The Sunday morning drive from Cleveland to Pittsburgh was surreal. I listened to the Borrowed Heaven CD all the way while playing back the “video” of Saturday’s concert in my head. The songs seemed so much more powerful after having seen the emotion that Andrea put into them the night before. In fact, during “Goodbye” I had to pull over to the shoulder and stop.
I took the scenic route downtown, taking Route 65 along the Ohio River from Beaver Falls because the road also follows the railroad tracks. I arrived before lunch and checked out the area. It had been quite a few years since I was last at Station Square and things had changed drastically. I then located my hotel, on the south-side of town, but they wouldn’t let me check-in until after 2:00pm. I didn’t want to wait that long, so I headed back to the venue. One perk (for a train-lover like me) is that the CSX mainline runs directly beside the pavilion and the Norfolk Southern mainline is right across the street along the base of the hill. I photographed trains for a while until I saw something interesting across the river. The band bus was coming off the expressway and crossing the Smithfield Street bridge headed for the venue. Upon arrival, though, they backed the bus inside the fence before unloading. So I didn’t get to see the band disembark this time either, although I did see Andrea inside the front window of the bus as it arrived. By now, of course, there were several other fans hanging around and we all moved over to the river-side of the pavilion where we could watch the sound check. Security was very courteous and allowed us to watch and take pictures until the band was ready to play. They then asked us to stop taking pictures, which we did, but allowed us to keep watching. Sharon had quite a bit of trouble with her violin, the pickup didn’t seem to be working right, and for a while she used “Bluey” to allow the sound check to continue. Part way through the sound check, an outsider showed up and started taking pictures, even though several fans told him it was no longer permitted. He continued anyway and gave the security people a hard time when they came over and asked him to stop. Eventually, venue security came over and said nobody was allowed to be there and chased us all away. We were, of course, quite upset, but at least we could still listen.
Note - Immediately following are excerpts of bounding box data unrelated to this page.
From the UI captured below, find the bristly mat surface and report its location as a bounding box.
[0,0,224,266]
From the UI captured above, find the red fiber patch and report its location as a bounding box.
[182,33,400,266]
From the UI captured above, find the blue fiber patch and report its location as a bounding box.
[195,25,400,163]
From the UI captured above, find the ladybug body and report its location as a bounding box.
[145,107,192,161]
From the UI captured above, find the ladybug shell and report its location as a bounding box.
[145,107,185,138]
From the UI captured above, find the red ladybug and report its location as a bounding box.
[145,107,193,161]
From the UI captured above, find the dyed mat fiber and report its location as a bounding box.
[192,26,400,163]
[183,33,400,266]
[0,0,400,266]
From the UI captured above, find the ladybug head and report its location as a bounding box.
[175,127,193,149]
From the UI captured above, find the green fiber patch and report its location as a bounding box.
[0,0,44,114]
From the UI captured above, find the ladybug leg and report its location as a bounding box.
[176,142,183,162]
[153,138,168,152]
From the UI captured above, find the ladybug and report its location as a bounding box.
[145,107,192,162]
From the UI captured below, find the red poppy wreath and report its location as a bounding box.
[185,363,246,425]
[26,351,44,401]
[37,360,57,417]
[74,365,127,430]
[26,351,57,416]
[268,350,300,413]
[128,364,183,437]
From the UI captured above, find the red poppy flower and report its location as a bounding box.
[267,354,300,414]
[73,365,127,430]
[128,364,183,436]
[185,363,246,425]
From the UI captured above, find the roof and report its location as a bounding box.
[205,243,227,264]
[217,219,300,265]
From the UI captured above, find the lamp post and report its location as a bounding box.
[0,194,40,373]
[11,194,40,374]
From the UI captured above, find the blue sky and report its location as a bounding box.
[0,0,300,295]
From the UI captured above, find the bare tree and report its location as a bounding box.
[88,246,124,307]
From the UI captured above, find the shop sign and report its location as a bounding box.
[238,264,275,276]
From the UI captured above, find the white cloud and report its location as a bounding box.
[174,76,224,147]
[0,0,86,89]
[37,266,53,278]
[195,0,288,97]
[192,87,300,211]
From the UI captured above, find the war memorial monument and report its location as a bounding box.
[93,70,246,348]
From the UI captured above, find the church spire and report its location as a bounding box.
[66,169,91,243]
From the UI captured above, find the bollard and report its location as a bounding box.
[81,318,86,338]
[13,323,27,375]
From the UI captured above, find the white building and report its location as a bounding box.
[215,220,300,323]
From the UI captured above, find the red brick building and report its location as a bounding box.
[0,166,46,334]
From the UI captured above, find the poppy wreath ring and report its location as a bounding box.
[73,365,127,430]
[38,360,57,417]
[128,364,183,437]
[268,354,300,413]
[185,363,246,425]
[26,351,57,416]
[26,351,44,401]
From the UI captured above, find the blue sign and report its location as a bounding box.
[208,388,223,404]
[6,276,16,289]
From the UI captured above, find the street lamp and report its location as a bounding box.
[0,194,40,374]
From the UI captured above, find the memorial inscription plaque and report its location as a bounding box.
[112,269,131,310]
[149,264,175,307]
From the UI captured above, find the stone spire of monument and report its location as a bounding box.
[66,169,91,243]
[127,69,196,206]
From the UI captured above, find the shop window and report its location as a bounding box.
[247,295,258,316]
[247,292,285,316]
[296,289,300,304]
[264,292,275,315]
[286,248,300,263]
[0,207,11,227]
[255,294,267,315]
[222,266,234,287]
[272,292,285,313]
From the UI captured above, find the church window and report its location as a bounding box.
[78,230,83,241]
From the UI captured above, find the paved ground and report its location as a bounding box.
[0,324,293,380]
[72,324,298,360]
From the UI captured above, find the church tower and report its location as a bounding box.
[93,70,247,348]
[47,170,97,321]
The time finally arrived and this time I actually had to wait in line. I had checked at the box office earlier to see if any closer tickets were available, but they said no. After I got inside there was a booth selling “upgrades” for a rather significant price, but I decided to keep my eighth row seat. I was on Jim’s side this time and the greater distance from the stage was a mixed blessing. It provided a different perspective on things, but it also meant I was using full zoom most of the time. The lighting wasn’t as good as at Cleveland, so most of the pictures are darker and not quite as razor sharp. In hindsight, I would have bumped up the ISO setting on the camera to gain sharpness since the most of the additional grain can be filtered out in post-processing. Oh well. The crowd in Pittsburgh was not nearly as enthusiastic as Cleveland and Andrea had to practically beg for some feedback. This time, though, she did remember to take off her slippers and go barefoot. Despite the more sedate audience, the band still put on a great performance (of course!)
Since the next concert wasn’t until Wednesday, I hung around Pittsburgh on Monday to do some sightseeing and shopping. On Tuesday I headed for the mountains west of Cumberland, Maryland, to do some railroad photography.